那男青年一听这话,自知编瞎话也糊弄不过去了,他呆立着,用一种恐慌不安的目光看着姑娘,然后,嘴角一哆嗦,假装哭了:“贤,我错了,原谅我这一次吧。”
这时,姑娘的心里一阵阵绞痛,她感到自己交这样一个男朋友,是莫大的耻辱,她强行克制自己,背过脸去,不愿再看他一眼,呆了好一会,她把心一横说:“请你出去!”

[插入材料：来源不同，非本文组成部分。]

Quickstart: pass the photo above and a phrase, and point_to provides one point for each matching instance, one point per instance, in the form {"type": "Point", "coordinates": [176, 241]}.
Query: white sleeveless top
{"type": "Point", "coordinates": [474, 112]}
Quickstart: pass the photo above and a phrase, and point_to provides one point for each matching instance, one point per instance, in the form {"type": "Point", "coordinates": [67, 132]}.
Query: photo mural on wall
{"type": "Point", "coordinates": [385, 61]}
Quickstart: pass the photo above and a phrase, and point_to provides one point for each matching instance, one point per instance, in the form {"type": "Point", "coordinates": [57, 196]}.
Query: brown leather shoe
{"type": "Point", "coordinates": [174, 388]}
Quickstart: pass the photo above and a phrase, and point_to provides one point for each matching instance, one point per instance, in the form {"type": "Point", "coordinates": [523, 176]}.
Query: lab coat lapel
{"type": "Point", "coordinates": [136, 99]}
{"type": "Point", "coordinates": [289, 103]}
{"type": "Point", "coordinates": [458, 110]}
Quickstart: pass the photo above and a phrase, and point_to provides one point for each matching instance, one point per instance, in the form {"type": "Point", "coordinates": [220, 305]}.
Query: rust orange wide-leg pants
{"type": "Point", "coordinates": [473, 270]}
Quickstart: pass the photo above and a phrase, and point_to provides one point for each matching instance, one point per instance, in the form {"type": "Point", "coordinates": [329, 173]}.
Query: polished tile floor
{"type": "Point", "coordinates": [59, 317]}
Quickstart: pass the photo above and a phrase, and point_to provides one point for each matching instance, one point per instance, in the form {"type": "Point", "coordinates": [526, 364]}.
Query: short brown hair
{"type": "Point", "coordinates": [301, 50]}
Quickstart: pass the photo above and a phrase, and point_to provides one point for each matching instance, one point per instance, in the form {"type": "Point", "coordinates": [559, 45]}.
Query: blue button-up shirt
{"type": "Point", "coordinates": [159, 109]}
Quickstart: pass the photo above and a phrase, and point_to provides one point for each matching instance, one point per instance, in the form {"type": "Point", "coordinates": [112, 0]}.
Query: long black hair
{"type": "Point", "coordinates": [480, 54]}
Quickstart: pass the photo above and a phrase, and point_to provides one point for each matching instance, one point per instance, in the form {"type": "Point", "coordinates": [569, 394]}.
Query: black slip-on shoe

小伙子怔住了,他没有想到,自己交了几个月的女朋友,今天下了逐客令。他愁苦地低下头。
姑娘转过脸来,抬起那含着泪,但却闪射着一股坚定光芒的眼睛,盯了他许久:“是的,一切都结束了,你走吧!”
这青年没有说话,转身灰溜溜地走了。
看到这种情况,季德缓步走到姑娘的身边,不好意思地说:“都怨我这辆车。哎……”他低着头,推车往外走去。
姑娘转过身来,说:“不,怎么能怨你的车呢?说实在的,我还应该感谢你这辆车呢,它使我真正认识了一个人。”请你转告大娘,过几天,我去给她老人家看病。
季德抬起头来,激动地看了看姑娘,姑娘朝他笑了。